The MRC Conventional versus Laparoscopic-Assisted Surgery In Colorectal Cancer trial (CLASICC) is the largest and most successful UK trial of a technology applied to general surgery. It addressed an area of huge clinical uncertainty, providing a rigorous evaluation of a new technology and enabling its safe and widespread implementation. The impact of CLASICC has been global, confirming the advantages for patients (quicker recovery) and healthcare providers (cost-effectiveness) and so influencing national and international policy in favour of the laparoscopic technique. It informed NICE guidance and led to a major DH initiative that has seen the UK become one of the largest providers in the world of laparoscopic colorectal cancer surgery. CLASICC is regarded as a benchmark surgical trial, combining high quality trial design with rigorous quality assurance, which has informed the design of many subsequent colorectal cancer studies.

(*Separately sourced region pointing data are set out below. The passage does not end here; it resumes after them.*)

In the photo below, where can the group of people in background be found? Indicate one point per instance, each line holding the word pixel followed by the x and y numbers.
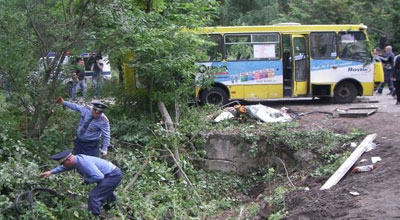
pixel 78 76
pixel 391 68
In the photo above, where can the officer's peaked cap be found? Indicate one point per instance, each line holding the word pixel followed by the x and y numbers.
pixel 99 106
pixel 62 156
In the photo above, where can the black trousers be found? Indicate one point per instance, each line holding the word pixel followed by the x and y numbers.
pixel 397 86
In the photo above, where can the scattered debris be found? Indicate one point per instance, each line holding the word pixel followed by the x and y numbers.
pixel 365 100
pixel 224 116
pixel 339 173
pixel 370 147
pixel 366 168
pixel 354 193
pixel 375 159
pixel 357 112
pixel 263 113
pixel 267 114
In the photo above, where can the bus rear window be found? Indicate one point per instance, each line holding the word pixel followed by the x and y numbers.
pixel 353 46
pixel 252 46
pixel 323 45
pixel 213 49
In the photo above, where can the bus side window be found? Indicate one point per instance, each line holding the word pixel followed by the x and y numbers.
pixel 323 45
pixel 252 47
pixel 353 46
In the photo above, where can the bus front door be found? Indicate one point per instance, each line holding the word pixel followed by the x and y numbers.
pixel 300 66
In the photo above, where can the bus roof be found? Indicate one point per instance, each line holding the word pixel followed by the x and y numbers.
pixel 283 27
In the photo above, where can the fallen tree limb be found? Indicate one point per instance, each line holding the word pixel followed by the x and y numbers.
pixel 179 167
pixel 136 176
pixel 287 173
pixel 342 170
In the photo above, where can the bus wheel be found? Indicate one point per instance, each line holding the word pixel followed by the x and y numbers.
pixel 345 93
pixel 215 96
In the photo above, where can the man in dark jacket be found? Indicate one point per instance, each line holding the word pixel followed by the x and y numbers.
pixel 396 79
pixel 387 60
pixel 78 76
pixel 93 170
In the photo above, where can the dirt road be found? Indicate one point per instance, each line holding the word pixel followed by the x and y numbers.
pixel 379 189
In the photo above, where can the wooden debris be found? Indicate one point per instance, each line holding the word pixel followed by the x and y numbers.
pixel 358 112
pixel 338 175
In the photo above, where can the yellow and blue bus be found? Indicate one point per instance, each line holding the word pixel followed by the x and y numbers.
pixel 287 61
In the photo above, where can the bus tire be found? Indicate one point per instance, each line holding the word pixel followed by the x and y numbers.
pixel 345 92
pixel 215 96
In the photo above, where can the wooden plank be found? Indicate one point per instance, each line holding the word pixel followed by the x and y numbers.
pixel 338 175
pixel 354 113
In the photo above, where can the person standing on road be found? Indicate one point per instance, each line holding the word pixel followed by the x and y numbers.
pixel 92 126
pixel 387 61
pixel 93 170
pixel 97 68
pixel 396 79
pixel 78 76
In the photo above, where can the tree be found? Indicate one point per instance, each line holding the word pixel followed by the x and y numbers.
pixel 29 31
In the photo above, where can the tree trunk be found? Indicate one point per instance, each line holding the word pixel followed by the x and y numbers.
pixel 169 126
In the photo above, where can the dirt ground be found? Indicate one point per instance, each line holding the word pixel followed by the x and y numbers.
pixel 379 193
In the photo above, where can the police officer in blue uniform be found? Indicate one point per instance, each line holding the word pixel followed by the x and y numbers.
pixel 93 170
pixel 92 125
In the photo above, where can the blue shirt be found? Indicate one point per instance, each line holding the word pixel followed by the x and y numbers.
pixel 93 169
pixel 98 127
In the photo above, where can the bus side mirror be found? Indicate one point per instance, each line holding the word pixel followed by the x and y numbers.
pixel 382 41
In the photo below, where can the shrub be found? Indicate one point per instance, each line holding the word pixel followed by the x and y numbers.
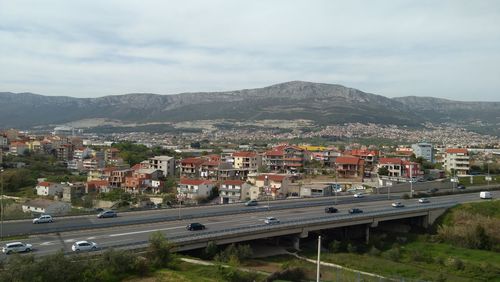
pixel 335 246
pixel 211 250
pixel 374 251
pixel 393 254
pixel 291 274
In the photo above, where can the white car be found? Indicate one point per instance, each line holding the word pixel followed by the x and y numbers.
pixel 397 205
pixel 16 247
pixel 43 219
pixel 271 220
pixel 358 195
pixel 84 246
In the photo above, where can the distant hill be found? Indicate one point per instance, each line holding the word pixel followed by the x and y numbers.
pixel 319 102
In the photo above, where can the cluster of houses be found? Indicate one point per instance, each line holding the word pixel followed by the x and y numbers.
pixel 238 175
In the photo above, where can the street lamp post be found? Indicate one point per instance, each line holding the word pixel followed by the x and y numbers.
pixel 266 187
pixel 1 205
pixel 336 184
pixel 411 180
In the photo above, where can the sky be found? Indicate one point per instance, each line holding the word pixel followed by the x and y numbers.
pixel 445 49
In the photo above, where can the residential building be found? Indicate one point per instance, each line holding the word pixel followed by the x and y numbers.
pixel 110 154
pixel 316 190
pixel 368 156
pixel 349 166
pixel 284 158
pixel 45 188
pixel 274 185
pixel 400 168
pixel 64 152
pixel 17 148
pixel 34 146
pixel 247 160
pixel 249 192
pixel 457 161
pixel 423 150
pixel 117 178
pixel 190 167
pixel 164 163
pixel 72 191
pixel 193 190
pixel 4 142
pixel 97 186
pixel 230 191
pixel 44 206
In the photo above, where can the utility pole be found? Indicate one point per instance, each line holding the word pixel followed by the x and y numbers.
pixel 411 180
pixel 318 262
pixel 336 183
pixel 266 187
pixel 1 205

Colorectal cancer is a common disease, which frequently causes death or morbidity, either because of failure to control the primary tumour or failure to prevent distant metastases. Leeds researchers have devised new treatment approaches using chemotherapy and radiotherapy and tested them in large randomised controlled trials which have led to major changes in clinical practice in the management of rectal cancer and advanced colorectal cancer (aCRC), driving clinical decision-making and improving outcomes for patients. This includes better-evidenced treatment for elderly patients and patient stratification on the basis of molecular biomarkers.